Sum of the square root of integers from 1 to n

[Thirit]

Homework Statement

I want to know what's the formula to calculate the sum of the square root of integers from 1 to n.
I got an identity from wikipedia but its too complicated for me, it involves bernoulli's number, i don't know what is that.

Homework Equations

The Attempt at a Solution

In excel i managed to get a power regression and i got the formula 0.701n^(1.492), its kind of accurate but not 100%.

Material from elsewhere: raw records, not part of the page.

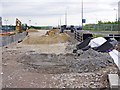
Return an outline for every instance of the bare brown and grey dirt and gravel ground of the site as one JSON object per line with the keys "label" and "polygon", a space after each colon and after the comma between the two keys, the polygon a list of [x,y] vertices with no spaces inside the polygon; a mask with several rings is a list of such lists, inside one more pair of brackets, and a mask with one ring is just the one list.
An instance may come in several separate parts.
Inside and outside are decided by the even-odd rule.
{"label": "bare brown and grey dirt and gravel ground of the site", "polygon": [[[44,35],[45,30],[29,36]],[[3,88],[109,88],[107,75],[118,73],[108,53],[89,49],[72,53],[79,43],[26,45],[14,43],[2,49]],[[28,38],[28,36],[26,37]],[[25,39],[26,39],[25,38]]]}

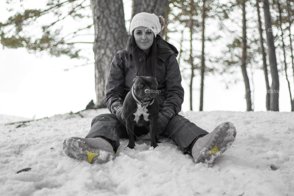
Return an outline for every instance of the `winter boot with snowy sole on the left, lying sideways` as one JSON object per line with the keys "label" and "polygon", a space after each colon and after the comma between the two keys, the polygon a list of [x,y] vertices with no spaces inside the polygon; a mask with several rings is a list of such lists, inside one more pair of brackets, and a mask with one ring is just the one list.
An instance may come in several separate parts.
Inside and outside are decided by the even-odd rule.
{"label": "winter boot with snowy sole on the left, lying sideways", "polygon": [[70,158],[89,163],[103,164],[114,158],[113,147],[103,138],[67,138],[62,149]]}

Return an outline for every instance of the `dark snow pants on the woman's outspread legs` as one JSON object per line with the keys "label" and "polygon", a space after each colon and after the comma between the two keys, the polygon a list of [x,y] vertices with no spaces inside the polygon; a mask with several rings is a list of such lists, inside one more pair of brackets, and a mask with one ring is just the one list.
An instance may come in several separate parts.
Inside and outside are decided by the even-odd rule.
{"label": "dark snow pants on the woman's outspread legs", "polygon": [[[136,136],[147,134],[145,127],[135,127]],[[196,126],[182,115],[175,115],[169,122],[166,130],[157,135],[172,139],[176,145],[186,154],[189,153],[189,145],[200,135],[208,134],[207,131]],[[111,142],[116,152],[120,138],[129,138],[125,123],[120,122],[113,114],[101,114],[92,120],[91,129],[86,138],[101,137]]]}

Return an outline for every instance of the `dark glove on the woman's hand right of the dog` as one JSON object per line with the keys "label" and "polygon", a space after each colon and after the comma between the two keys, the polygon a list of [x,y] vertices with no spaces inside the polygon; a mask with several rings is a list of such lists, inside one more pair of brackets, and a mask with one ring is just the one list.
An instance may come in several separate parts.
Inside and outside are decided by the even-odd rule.
{"label": "dark glove on the woman's hand right of the dog", "polygon": [[157,118],[157,134],[161,134],[164,132],[174,115],[174,112],[167,107],[160,109]]}

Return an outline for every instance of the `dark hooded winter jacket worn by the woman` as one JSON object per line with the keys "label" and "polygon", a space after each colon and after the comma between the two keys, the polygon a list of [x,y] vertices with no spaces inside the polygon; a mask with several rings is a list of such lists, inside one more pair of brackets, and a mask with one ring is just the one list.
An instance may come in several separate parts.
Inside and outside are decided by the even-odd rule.
{"label": "dark hooded winter jacket worn by the woman", "polygon": [[[170,119],[181,111],[184,100],[182,77],[177,62],[177,49],[156,36],[157,45],[157,82],[160,93],[156,95],[161,109],[168,111]],[[115,54],[109,70],[106,85],[106,102],[109,111],[115,114],[114,106],[122,104],[136,77],[135,68],[129,62],[128,51],[120,50]]]}

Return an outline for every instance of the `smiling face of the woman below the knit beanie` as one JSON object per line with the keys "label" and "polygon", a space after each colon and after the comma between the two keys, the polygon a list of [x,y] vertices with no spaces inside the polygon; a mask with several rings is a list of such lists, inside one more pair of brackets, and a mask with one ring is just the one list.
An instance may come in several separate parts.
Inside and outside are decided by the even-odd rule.
{"label": "smiling face of the woman below the knit beanie", "polygon": [[145,54],[148,54],[154,39],[154,33],[151,29],[142,26],[135,28],[134,38],[137,46],[144,51]]}

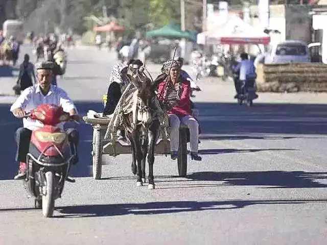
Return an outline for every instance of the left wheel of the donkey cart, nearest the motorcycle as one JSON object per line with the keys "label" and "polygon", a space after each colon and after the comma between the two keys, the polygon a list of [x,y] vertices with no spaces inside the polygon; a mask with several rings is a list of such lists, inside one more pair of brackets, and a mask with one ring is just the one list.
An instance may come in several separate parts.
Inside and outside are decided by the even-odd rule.
{"label": "left wheel of the donkey cart, nearest the motorcycle", "polygon": [[102,171],[102,142],[101,142],[101,130],[95,128],[93,130],[93,151],[92,151],[92,172],[95,180],[101,179]]}

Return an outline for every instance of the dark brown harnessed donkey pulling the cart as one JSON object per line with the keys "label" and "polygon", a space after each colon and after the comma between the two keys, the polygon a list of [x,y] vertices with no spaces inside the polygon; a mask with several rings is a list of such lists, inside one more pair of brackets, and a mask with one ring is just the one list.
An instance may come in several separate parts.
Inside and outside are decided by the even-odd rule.
{"label": "dark brown harnessed donkey pulling the cart", "polygon": [[[123,108],[123,125],[126,136],[131,142],[132,173],[137,174],[136,186],[143,186],[146,182],[145,163],[148,156],[149,176],[148,189],[155,189],[153,177],[154,148],[160,130],[158,113],[161,108],[156,104],[156,84],[144,75],[143,67],[129,70],[127,74],[134,85],[133,95],[125,101]],[[129,108],[128,108],[129,107]],[[131,110],[130,107],[134,107]],[[133,112],[134,111],[134,112]]]}

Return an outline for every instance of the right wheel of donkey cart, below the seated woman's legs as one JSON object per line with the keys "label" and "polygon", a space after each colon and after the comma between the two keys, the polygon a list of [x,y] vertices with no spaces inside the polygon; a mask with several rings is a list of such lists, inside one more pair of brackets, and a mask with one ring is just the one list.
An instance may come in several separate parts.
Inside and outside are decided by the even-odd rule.
{"label": "right wheel of donkey cart, below the seated woman's legs", "polygon": [[178,149],[178,175],[185,177],[188,171],[188,144],[186,142],[186,128],[179,130],[179,149]]}

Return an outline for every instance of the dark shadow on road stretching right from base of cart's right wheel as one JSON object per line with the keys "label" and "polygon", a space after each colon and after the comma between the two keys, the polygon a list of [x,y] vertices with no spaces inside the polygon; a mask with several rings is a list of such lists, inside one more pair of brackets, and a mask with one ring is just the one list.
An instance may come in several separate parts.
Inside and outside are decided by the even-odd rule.
{"label": "dark shadow on road stretching right from base of cart's right wheel", "polygon": [[[205,171],[188,175],[196,181],[217,181],[234,186],[263,186],[260,188],[326,188],[319,183],[327,179],[327,172],[306,171],[246,171],[214,172]],[[327,183],[327,181],[324,181]]]}

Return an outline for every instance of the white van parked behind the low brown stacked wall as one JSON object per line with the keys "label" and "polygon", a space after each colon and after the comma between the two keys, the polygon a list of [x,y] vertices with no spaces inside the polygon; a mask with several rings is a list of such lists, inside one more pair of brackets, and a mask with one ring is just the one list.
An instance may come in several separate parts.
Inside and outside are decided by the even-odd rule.
{"label": "white van parked behind the low brown stacked wall", "polygon": [[299,40],[286,40],[268,48],[265,64],[310,62],[310,52],[306,43]]}

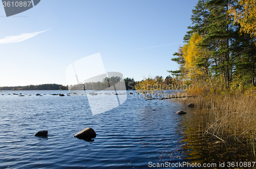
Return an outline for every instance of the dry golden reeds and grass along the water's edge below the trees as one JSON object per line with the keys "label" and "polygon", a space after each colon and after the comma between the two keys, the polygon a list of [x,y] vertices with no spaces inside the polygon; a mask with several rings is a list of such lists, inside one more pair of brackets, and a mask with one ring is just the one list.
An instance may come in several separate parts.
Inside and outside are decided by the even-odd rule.
{"label": "dry golden reeds and grass along the water's edge below the trees", "polygon": [[[234,138],[238,141],[256,141],[256,90],[246,92],[201,90],[185,91],[196,98],[180,99],[179,102],[194,103],[196,108],[205,109],[205,133],[215,135],[225,141]],[[253,146],[254,147],[254,146]]]}

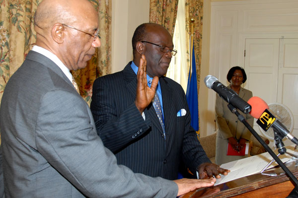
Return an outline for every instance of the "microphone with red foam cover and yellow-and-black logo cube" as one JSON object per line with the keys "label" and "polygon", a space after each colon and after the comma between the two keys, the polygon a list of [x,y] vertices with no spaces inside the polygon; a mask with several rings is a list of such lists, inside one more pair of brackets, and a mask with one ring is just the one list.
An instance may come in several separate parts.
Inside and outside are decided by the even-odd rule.
{"label": "microphone with red foam cover and yellow-and-black logo cube", "polygon": [[252,97],[247,101],[251,106],[250,115],[257,120],[257,124],[267,131],[270,127],[278,131],[283,137],[287,137],[293,143],[298,145],[298,140],[290,134],[288,129],[278,120],[278,116],[270,111],[268,104],[259,97]]}

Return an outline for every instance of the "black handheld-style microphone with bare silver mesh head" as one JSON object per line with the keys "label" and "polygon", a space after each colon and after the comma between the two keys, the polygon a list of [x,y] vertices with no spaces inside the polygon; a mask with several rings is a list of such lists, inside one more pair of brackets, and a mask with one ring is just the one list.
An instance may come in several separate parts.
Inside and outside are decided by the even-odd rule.
{"label": "black handheld-style microphone with bare silver mesh head", "polygon": [[251,106],[246,101],[241,99],[233,90],[226,88],[216,77],[208,75],[204,82],[209,89],[213,89],[222,99],[243,113],[249,113],[251,110]]}

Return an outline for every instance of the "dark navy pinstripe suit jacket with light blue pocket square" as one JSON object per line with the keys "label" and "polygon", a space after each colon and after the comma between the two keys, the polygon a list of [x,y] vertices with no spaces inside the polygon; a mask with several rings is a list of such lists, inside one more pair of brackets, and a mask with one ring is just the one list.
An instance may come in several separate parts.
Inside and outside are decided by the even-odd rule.
{"label": "dark navy pinstripe suit jacket with light blue pocket square", "polygon": [[[112,150],[118,164],[134,172],[152,177],[176,179],[181,160],[194,173],[196,167],[209,162],[194,129],[182,87],[175,81],[160,77],[166,140],[154,107],[145,110],[146,121],[135,105],[137,75],[130,66],[100,77],[93,84],[91,111],[98,135]],[[180,109],[187,111],[177,117]]]}

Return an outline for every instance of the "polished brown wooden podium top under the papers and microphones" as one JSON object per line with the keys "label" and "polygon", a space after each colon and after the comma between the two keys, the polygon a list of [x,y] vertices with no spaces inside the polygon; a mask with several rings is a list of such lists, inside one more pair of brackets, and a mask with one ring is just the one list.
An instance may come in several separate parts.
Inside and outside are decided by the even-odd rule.
{"label": "polished brown wooden podium top under the papers and microphones", "polygon": [[[298,177],[298,162],[286,165],[295,177]],[[286,198],[295,187],[280,167],[269,169],[264,173],[197,189],[180,198]]]}

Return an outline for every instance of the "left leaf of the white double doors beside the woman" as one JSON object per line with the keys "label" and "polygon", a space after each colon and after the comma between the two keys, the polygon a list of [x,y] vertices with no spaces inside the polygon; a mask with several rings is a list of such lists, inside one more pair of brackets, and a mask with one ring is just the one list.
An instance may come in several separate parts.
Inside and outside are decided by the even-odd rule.
{"label": "left leaf of the white double doors beside the woman", "polygon": [[277,99],[279,39],[246,39],[244,88],[267,103]]}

I hope someone could help me.
Thanks

 

[EnumaElish]

Bernoulli numbers

The Wikipedia page entitled "Bernoulli number" has the definition:

Bernoulli numbers may be calculated by using the following recursive formula:
[tex]\sum_{j=0}^m\left(\begin{array}{ c }
m+1 \\
j
\end{array}\right)B_j=0[/tex]
for m > 0, and B₀ = 1.

 

[D H]

[I want to know what's the formula to calculate the sum of the square root of integers from 1 to n.
I got an identity from wikipedia but its too complicated for me, it involves bernoulli's number, i don't know what is that.

Exactly what Bernoulli numbers are (but see EnumaElish's post) is a bit irrelevant here because that identity, known as Faulhaber's formula, is only valid for integer powers.

What you want is something more general. See the mathworld article on power sums, http://mathworld.wolfram.com/PowerSum.html" , particularly equations 10 through 12.